【この記事は私が編集している広報誌からの転載です】

軌道上の宇宙ゴミの位置を表示したコンピュータグラフィックス ⒸNASA

この欄でもゴミ問題を何度か取り上げましたが、今回は宇宙のゴミ問題についての話です。私たちは、自動車のナビゲーション機能、インターネット上の地図アプリなど、人工衛星の恩恵を受けています。今私たちの生活は、人工衛星なくしては成り立たなくなってきています。さて、この人工衛星の寿命はどのくらいでしょうか。実は10年くらいです。そして運用終了後も、軌道上を数十年間回り続けます。つまり宇宙のゴミ(スペースデブリ)となるのです。そのゴミの数は分かっているだけで約2万個もあるそうです。

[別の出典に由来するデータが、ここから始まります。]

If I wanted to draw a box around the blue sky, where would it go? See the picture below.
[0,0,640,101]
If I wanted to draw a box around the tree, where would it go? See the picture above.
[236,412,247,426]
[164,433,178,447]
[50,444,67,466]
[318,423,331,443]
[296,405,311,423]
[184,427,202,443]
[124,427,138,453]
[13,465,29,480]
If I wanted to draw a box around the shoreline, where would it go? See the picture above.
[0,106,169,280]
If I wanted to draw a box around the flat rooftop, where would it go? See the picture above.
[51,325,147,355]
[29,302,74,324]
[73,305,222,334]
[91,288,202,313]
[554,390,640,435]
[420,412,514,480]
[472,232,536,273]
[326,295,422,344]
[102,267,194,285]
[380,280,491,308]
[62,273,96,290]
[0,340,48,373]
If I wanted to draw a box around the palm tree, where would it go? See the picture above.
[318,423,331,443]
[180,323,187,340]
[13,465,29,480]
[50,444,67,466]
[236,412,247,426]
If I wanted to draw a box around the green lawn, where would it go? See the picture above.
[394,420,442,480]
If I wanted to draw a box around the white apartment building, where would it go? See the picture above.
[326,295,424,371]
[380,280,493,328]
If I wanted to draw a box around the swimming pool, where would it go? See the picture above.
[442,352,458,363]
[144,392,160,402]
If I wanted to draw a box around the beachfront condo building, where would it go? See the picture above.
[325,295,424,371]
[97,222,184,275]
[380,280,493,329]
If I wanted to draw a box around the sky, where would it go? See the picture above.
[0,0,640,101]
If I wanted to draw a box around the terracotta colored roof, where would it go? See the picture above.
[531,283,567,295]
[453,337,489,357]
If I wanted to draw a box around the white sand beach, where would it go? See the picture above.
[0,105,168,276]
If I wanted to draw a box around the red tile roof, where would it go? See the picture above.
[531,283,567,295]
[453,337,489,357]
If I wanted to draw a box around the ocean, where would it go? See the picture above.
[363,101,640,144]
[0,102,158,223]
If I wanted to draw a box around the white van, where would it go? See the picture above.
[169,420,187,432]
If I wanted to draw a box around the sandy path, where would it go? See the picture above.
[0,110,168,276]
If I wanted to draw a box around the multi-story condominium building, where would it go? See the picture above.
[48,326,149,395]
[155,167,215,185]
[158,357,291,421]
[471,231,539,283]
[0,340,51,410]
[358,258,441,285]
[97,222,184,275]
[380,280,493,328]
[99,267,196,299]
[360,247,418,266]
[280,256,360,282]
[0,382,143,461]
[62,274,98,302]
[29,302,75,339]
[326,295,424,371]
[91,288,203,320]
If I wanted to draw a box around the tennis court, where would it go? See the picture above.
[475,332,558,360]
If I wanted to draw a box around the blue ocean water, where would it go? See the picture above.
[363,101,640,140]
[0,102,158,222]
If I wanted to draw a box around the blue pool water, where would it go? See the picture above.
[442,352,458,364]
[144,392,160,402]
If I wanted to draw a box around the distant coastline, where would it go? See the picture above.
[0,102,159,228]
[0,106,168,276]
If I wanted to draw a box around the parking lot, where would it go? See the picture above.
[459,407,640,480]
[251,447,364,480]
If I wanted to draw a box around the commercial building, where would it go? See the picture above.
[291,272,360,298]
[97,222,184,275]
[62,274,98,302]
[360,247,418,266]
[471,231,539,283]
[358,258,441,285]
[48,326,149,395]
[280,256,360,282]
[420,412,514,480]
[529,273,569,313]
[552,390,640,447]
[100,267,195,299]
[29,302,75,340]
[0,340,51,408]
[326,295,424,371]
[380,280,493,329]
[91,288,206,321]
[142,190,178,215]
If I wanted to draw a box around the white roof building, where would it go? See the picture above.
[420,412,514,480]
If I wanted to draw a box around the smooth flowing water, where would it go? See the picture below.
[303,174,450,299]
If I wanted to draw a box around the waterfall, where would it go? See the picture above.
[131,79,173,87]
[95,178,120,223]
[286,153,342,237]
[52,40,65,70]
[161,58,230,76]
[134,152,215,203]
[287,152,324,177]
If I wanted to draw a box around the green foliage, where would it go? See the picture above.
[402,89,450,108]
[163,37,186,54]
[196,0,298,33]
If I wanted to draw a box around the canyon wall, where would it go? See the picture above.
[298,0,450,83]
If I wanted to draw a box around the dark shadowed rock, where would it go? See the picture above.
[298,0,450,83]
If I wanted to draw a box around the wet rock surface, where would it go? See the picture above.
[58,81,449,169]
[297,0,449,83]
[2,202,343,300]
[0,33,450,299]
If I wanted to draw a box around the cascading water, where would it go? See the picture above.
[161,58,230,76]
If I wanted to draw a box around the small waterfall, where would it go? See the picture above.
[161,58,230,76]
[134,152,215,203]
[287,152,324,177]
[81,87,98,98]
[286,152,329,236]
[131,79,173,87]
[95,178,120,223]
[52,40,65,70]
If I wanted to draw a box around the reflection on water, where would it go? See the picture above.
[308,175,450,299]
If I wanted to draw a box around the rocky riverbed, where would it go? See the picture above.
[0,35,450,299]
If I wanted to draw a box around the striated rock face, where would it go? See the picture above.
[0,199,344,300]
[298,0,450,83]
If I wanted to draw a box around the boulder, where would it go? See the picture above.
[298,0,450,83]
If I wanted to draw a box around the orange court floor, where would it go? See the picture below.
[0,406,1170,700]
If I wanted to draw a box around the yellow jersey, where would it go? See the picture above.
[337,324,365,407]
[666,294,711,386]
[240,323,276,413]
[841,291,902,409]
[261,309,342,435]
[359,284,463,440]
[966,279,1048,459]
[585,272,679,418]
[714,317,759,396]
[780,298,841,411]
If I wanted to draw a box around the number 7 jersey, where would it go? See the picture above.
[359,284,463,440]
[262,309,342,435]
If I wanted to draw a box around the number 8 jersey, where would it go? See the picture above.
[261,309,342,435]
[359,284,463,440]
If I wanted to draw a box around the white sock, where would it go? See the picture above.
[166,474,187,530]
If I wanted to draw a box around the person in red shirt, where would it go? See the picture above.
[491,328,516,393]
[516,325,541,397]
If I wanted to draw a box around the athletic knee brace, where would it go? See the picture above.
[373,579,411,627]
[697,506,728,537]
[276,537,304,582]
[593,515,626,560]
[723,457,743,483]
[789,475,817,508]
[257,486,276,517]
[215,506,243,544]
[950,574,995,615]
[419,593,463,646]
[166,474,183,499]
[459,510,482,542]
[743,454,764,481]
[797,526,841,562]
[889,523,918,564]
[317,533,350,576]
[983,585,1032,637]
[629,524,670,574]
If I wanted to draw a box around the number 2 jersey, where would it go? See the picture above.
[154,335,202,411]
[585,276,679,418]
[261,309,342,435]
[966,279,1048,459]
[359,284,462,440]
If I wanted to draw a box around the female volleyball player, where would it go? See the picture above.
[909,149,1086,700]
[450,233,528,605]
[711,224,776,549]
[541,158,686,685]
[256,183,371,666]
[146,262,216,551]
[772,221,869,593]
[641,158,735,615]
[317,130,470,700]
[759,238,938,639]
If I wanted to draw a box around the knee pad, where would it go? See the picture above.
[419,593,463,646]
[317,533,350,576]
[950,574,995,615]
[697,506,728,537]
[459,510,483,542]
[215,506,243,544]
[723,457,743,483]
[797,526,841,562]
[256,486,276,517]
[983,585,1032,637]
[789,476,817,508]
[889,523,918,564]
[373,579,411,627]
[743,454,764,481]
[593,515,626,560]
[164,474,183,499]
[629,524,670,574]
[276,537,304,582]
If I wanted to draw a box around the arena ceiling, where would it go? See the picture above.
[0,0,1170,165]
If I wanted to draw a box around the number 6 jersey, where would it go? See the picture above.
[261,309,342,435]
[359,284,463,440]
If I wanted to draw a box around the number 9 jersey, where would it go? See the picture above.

この宇宙のゴミ、なにが問題なのでしょうか。それは運用中の衛星に衝突する可能性があることです。今年の7月にも、地表の氷を観測する欧州の衛星が、宇宙ゴミに衝突しそうになりました。燃料を噴射して軌道を変え事なきを得ましたが、無駄に燃料を使ったことで衛星の寿命を縮めてしまったでしょう。近年、人工衛星の打ち上げ数は、急速に増えています。このままだと衝突の可能性はますます増えるでしょう。

では対策はあるのでしょうか。国際的なガイドラインでは、運用終了後25年以内に衛星を意図的に大気圏に落下させて燃やすことが推奨されています。ところがこれを守っているミッションは現在たったの半分とのことです。昨今宇宙ビジネスが注目されていますが、今後は持続可能な宇宙開発が必要となるでしょう。